While learning one's own moves and shots is optimal, here are some moves/shots I use to teach ball handling and finishing with players, and which can be transferred to games if players choose. While Americans occasionally marvel at the shot-making ability of International players, one reason is European players do not do drills without ending with a shot; ball handling, passing, and on-court conditioning drills lead to a shot, not a run from baseline to baseline.
In my "Pro Moves Series," which I use when training high school players, I combine double and triple moves with these finishes to incorporate ball-handling practice with the finishing work. My Pro Moves Series utilizes shots popularized by Tony Parker and Steve Nash, smallish players who are able to finish in the key. Other players use these shots, but using a player's name helps players identify the shot, motivates players to try something that otherwise may seem unorthodox, and gives players an opportunity to watch for the shots when watching games on television.
STEVE NASH RUNNER
The "Runner" is easier than most believe. Essentially it is a jump shot off one foot rather than two. When an offensive player has a defender on his back hip, he does not always have time to pull-up and shoot. Therefore, he may utilize the runner to shoot successfully. As with any shot, the shooter must get balanced before he shoots and must square to the basket; run into the shot by jumping off one foot, in stride, and floating into the shot. Shoot the ball high, as most player miss short because they fail to shoot up, pushing the ball at the basket instead.

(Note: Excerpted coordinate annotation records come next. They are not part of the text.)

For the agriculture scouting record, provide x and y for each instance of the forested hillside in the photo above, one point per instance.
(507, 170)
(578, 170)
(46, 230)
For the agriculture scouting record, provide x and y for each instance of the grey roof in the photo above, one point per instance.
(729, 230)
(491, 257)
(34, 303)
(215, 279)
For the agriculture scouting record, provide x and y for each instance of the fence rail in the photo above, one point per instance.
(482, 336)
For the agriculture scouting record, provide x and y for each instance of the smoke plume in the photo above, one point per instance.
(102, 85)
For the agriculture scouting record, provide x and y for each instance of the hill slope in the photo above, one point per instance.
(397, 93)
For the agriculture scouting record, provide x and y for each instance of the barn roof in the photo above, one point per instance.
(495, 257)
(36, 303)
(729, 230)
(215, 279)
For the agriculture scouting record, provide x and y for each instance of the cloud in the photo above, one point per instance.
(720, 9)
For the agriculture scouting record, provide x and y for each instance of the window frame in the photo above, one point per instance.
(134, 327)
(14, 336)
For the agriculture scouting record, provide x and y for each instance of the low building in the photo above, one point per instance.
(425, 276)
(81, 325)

STEVE NASH NO JUMP EXTENSION LAY-UP
TONY PARKER FLOATER
TONY PARKER INSIDE-HAND LAY-UP
While growing up, my coaches drilled the phrase "left
hand on the left side" repeatedly into our heads, demanding we shoot
the ball with our outside hand every time, seeing anything else as a weakness,
a deficiency to be corrected. While the ability to use both hands is essential
to finishing around the basket, circumstances dictate which hand to use.

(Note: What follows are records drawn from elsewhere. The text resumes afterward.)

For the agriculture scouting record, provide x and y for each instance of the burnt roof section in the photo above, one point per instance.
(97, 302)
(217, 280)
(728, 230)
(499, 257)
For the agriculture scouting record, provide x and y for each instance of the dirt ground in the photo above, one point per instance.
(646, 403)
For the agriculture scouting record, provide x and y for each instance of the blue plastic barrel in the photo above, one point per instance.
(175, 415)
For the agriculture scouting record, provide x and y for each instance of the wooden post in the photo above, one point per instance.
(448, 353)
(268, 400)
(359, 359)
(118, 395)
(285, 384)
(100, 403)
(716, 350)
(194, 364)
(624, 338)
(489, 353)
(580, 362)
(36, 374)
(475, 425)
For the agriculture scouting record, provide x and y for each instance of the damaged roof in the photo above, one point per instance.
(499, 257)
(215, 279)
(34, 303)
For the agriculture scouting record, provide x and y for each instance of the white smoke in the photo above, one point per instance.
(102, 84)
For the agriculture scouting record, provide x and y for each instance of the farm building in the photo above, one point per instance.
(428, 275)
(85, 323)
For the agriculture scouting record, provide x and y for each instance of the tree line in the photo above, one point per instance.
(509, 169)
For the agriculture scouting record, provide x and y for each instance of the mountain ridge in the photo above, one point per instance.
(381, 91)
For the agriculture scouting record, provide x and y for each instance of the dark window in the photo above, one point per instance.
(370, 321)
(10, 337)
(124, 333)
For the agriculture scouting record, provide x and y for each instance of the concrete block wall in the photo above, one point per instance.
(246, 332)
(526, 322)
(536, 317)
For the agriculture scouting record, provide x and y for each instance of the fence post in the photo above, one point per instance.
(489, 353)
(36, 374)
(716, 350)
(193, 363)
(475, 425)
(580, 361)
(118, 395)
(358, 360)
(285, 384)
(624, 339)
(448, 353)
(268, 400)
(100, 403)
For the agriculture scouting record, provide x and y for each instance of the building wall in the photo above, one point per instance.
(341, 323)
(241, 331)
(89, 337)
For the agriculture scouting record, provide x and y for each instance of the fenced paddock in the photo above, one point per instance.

The Inside-Hand Lay-up is used by Parker to get a bigger defender on his
back and then extend to the basket, protecting the ball with his back.
Imagine Parker using a high on-ball screen on the left wing, driving to
the middle of the floor, from left-to-right with his right hand. He turns
the corner into the lane and as he approaches the basket, sees Shaq in
his way. Parker glides by Shaq to the left side of the basket, turning
his back to Shaq and finishes with his right hand, extending the ball
away from Shaq, providing enough space and protection for him to get the
ball on the glass and draw the foul.
Another shot frequently used by Parker is the up-and-under, which is the same shot used by post players and typically referred to as the Kevin McHale Move. As Parker drives from right to left, he stops with a quick stride stop (right-left) and shows the ball. Once the defense elevates, he steps through with his left foot, putting the defender on his back, and shoots.
STEVE NASH HOOK
Another way to finish close to the basket is a hook shot. Against a bigger player, the up and under move may not work, as a smart defender will not jump when he has a significant height advantage. Therefore, the offensive player must create space for his shot and a hook is one way. As Nash drives from right to left, he stops with a stride stop (right-left). As he does, he shows the ball high to freeze the defense; he makes a quarter-turn reverse pivot on his right foot, steps to his left foot and shoots the hook, using the width of his body to protect the ball. By stepping away from the defense and shooting the hook, the offensive player actually creates the space of two and a half times the width of his body for the shot, enabling a player like Steve Nash to shoot over a seven-footer like Dirk Nowitski.
These are just a few shots small NBA players use to finish in amongst the seven-footers. These moves give young players a starting point and a reference as they build their own repertoire of indefensible shots through the use of their own imagination.